I am back after a hectic fortnight and what fun I had... (someone is drilling in the apartment below me, back to earth with a bump lol) and how lovely to see the sun shining daily, nothing beats a sunny day.


----------



## txlstewart (Jun 20, 2010)

MaidenScotland said:


> I am back after a hectic fortnight and what fun I had... (someone is drilling in the apartment below me, back to earth with a bump lol) and how lovely to see the sun shining daily, nothing beats a sunny day.


Welcome back!!!


----------



## elrasho (May 16, 2010)

Welcome back  Hope you had a brill time


----------



## DeadGuy (Jan 22, 2010)

MaidenScotland said:


> I am back after a hectic fortnight and what fun I had... (someone is drilling in the apartment below me, back to earth with a bump lol) and how lovely to see the sun shining daily, nothing beats a sunny day.


Welcome back!

But back to Earth? May be they're trying to hide the stolen painting? 
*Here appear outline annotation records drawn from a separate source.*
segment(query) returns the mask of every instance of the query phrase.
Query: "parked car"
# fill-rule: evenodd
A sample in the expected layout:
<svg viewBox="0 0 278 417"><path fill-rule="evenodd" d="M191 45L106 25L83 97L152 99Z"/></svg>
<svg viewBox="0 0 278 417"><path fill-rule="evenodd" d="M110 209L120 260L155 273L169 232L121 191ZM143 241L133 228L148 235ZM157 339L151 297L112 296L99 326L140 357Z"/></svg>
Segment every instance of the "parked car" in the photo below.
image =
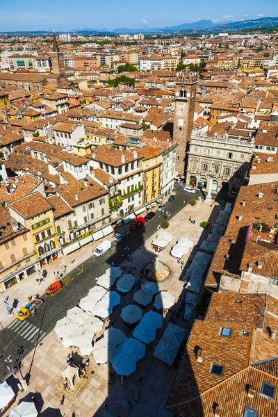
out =
<svg viewBox="0 0 278 417"><path fill-rule="evenodd" d="M163 208L165 208L166 207L166 204L165 203L162 203L161 204L159 204L159 206L157 208L157 211L162 211L163 210Z"/></svg>
<svg viewBox="0 0 278 417"><path fill-rule="evenodd" d="M37 298L37 300L28 302L25 306L22 307L19 310L17 318L20 321L26 320L29 317L30 314L35 314L35 311L40 307L43 302L44 300L41 298Z"/></svg>
<svg viewBox="0 0 278 417"><path fill-rule="evenodd" d="M58 290L60 290L60 288L62 288L61 281L56 281L55 282L52 282L52 284L51 284L49 285L49 286L47 288L47 289L45 290L45 292L47 293L47 294L52 294L53 293L58 291Z"/></svg>
<svg viewBox="0 0 278 417"><path fill-rule="evenodd" d="M156 213L154 211L150 211L145 216L145 221L149 222L149 220L152 220L152 219L153 219Z"/></svg>
<svg viewBox="0 0 278 417"><path fill-rule="evenodd" d="M137 230L138 229L139 229L139 227L141 227L141 226L142 226L145 223L145 218L142 218L142 217L139 217L137 218L137 219L135 219L135 220L133 220L133 222L132 222L132 224L131 226L131 231L134 231L134 230Z"/></svg>
<svg viewBox="0 0 278 417"><path fill-rule="evenodd" d="M196 190L194 190L194 188L193 188L192 187L184 187L183 188L183 191L186 191L187 193L192 193L193 194L195 194L196 193Z"/></svg>
<svg viewBox="0 0 278 417"><path fill-rule="evenodd" d="M127 230L127 229L125 229L121 233L115 234L115 240L117 240L117 242L120 242L124 238L127 238L127 236L129 236L129 234L130 234L129 230Z"/></svg>

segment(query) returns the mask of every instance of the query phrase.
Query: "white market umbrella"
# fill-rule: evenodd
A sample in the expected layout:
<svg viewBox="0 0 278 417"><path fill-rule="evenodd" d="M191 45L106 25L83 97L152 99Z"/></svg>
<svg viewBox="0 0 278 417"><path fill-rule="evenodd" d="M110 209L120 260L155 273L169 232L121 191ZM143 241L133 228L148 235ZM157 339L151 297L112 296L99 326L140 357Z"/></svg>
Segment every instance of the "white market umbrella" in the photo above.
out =
<svg viewBox="0 0 278 417"><path fill-rule="evenodd" d="M94 334L85 327L79 327L70 338L72 345L78 348L85 348L92 343Z"/></svg>
<svg viewBox="0 0 278 417"><path fill-rule="evenodd" d="M64 338L72 334L78 327L77 323L68 317L63 317L56 322L54 330L58 337Z"/></svg>
<svg viewBox="0 0 278 417"><path fill-rule="evenodd" d="M164 230L159 230L158 233L157 234L157 237L161 238L161 239L164 239L167 242L171 242L172 239L173 238L173 235L169 233L168 231L165 231Z"/></svg>
<svg viewBox="0 0 278 417"><path fill-rule="evenodd" d="M188 238L181 238L181 239L179 239L178 245L185 245L188 246L188 247L192 247L193 246L193 242Z"/></svg>
<svg viewBox="0 0 278 417"><path fill-rule="evenodd" d="M0 385L0 410L5 408L15 395L13 389L4 381Z"/></svg>
<svg viewBox="0 0 278 417"><path fill-rule="evenodd" d="M106 274L104 274L97 281L97 285L106 288L107 290L111 287L115 281L116 279L113 278L112 277L109 277L106 275Z"/></svg>
<svg viewBox="0 0 278 417"><path fill-rule="evenodd" d="M117 279L122 275L122 270L118 266L111 266L111 268L106 270L105 273L108 277L112 277L112 278Z"/></svg>
<svg viewBox="0 0 278 417"><path fill-rule="evenodd" d="M122 332L122 330L120 330L120 329L108 327L108 329L104 332L104 338L108 338L109 343L117 346L124 341L124 333Z"/></svg>
<svg viewBox="0 0 278 417"><path fill-rule="evenodd" d="M162 336L165 341L171 342L176 346L180 346L185 338L186 331L181 326L174 325L170 322L167 326L163 336Z"/></svg>
<svg viewBox="0 0 278 417"><path fill-rule="evenodd" d="M79 302L79 307L84 310L84 311L92 311L92 309L97 304L97 300L91 297L90 295L86 295Z"/></svg>
<svg viewBox="0 0 278 417"><path fill-rule="evenodd" d="M117 348L115 354L118 354L120 352L130 354L136 361L140 361L145 357L146 345L133 337L129 338L126 337L122 343Z"/></svg>
<svg viewBox="0 0 278 417"><path fill-rule="evenodd" d="M10 413L10 417L37 417L38 411L33 402L22 401Z"/></svg>
<svg viewBox="0 0 278 417"><path fill-rule="evenodd" d="M154 306L156 309L170 309L174 304L174 297L169 291L161 291L154 300Z"/></svg>
<svg viewBox="0 0 278 417"><path fill-rule="evenodd" d="M149 293L152 295L154 295L159 291L158 286L155 282L145 282L141 285L141 289L145 293Z"/></svg>
<svg viewBox="0 0 278 417"><path fill-rule="evenodd" d="M156 330L152 326L145 327L140 322L134 329L132 335L147 345L156 338Z"/></svg>
<svg viewBox="0 0 278 417"><path fill-rule="evenodd" d="M79 307L73 307L70 310L67 310L67 317L75 323L82 326L84 320L88 317L88 314Z"/></svg>
<svg viewBox="0 0 278 417"><path fill-rule="evenodd" d="M118 375L128 377L136 370L136 361L127 353L121 352L114 357L112 366Z"/></svg>
<svg viewBox="0 0 278 417"><path fill-rule="evenodd" d="M162 316L150 310L143 316L141 322L146 327L152 326L155 330L162 327Z"/></svg>
<svg viewBox="0 0 278 417"><path fill-rule="evenodd" d="M156 238L156 239L154 239L154 240L152 242L152 245L158 246L159 247L166 247L168 243L169 242L167 240L162 239L161 238Z"/></svg>
<svg viewBox="0 0 278 417"><path fill-rule="evenodd" d="M152 297L152 294L145 293L142 290L139 290L139 291L135 293L133 300L142 306L147 306L151 302Z"/></svg>
<svg viewBox="0 0 278 417"><path fill-rule="evenodd" d="M126 323L132 325L142 318L142 310L136 304L129 304L122 309L121 317Z"/></svg>
<svg viewBox="0 0 278 417"><path fill-rule="evenodd" d="M183 318L184 320L188 320L190 318L191 314L193 312L195 306L193 304L186 304L186 309L184 310Z"/></svg>
<svg viewBox="0 0 278 417"><path fill-rule="evenodd" d="M97 363L106 363L114 356L116 347L110 343L108 339L101 338L92 348L92 354Z"/></svg>
<svg viewBox="0 0 278 417"><path fill-rule="evenodd" d="M186 302L187 304L195 304L197 299L198 298L198 294L196 293L190 293L189 291L186 293Z"/></svg>
<svg viewBox="0 0 278 417"><path fill-rule="evenodd" d="M80 354L83 354L86 356L89 356L92 352L92 345L90 343L87 346L84 346L84 348L79 348Z"/></svg>
<svg viewBox="0 0 278 417"><path fill-rule="evenodd" d="M189 247L186 246L184 245L178 244L175 245L172 250L171 250L171 255L174 256L174 258L177 258L179 259L182 258L183 255L186 255L189 252Z"/></svg>
<svg viewBox="0 0 278 417"><path fill-rule="evenodd" d="M101 330L103 325L104 322L102 320L91 314L88 316L88 318L84 320L84 322L83 323L83 327L93 334Z"/></svg>
<svg viewBox="0 0 278 417"><path fill-rule="evenodd" d="M101 286L99 286L98 285L95 286L92 288L90 288L89 291L88 295L94 298L96 302L99 301L102 298L102 297L107 293L107 291L102 288Z"/></svg>
<svg viewBox="0 0 278 417"><path fill-rule="evenodd" d="M135 278L131 274L124 274L117 282L117 289L122 293L128 293L134 285Z"/></svg>
<svg viewBox="0 0 278 417"><path fill-rule="evenodd" d="M179 346L161 338L154 352L154 356L168 365L172 365L178 351Z"/></svg>

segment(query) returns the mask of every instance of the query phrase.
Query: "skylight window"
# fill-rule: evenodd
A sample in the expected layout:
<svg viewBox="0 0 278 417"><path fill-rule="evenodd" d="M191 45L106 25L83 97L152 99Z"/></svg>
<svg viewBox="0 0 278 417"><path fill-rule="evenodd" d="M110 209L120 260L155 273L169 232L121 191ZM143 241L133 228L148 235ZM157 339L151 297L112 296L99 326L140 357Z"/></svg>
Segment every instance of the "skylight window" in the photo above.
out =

A cold rainy day definitely beats a damn hot sunny dusty day for God's sake! Damn it LOL!


----------



## MaidenScotland (Jun 6, 2009)

DeadGuy said:


> Welcome back!
> 
> But back to Earth? May be they're trying to hide the stolen painting?
> 
> A cold rainy day definitely beats a damn hot sunny dusty day for God's sake! Damn it LOL!


 lol I actually meant sunny days in Spain and Scotland... the sun very rarely shines in Cairo. Sunshine makes you smile heat alone makes you miserable or at least it does me.


----------



## Sam (Aug 27, 2009)

Welcome back


----------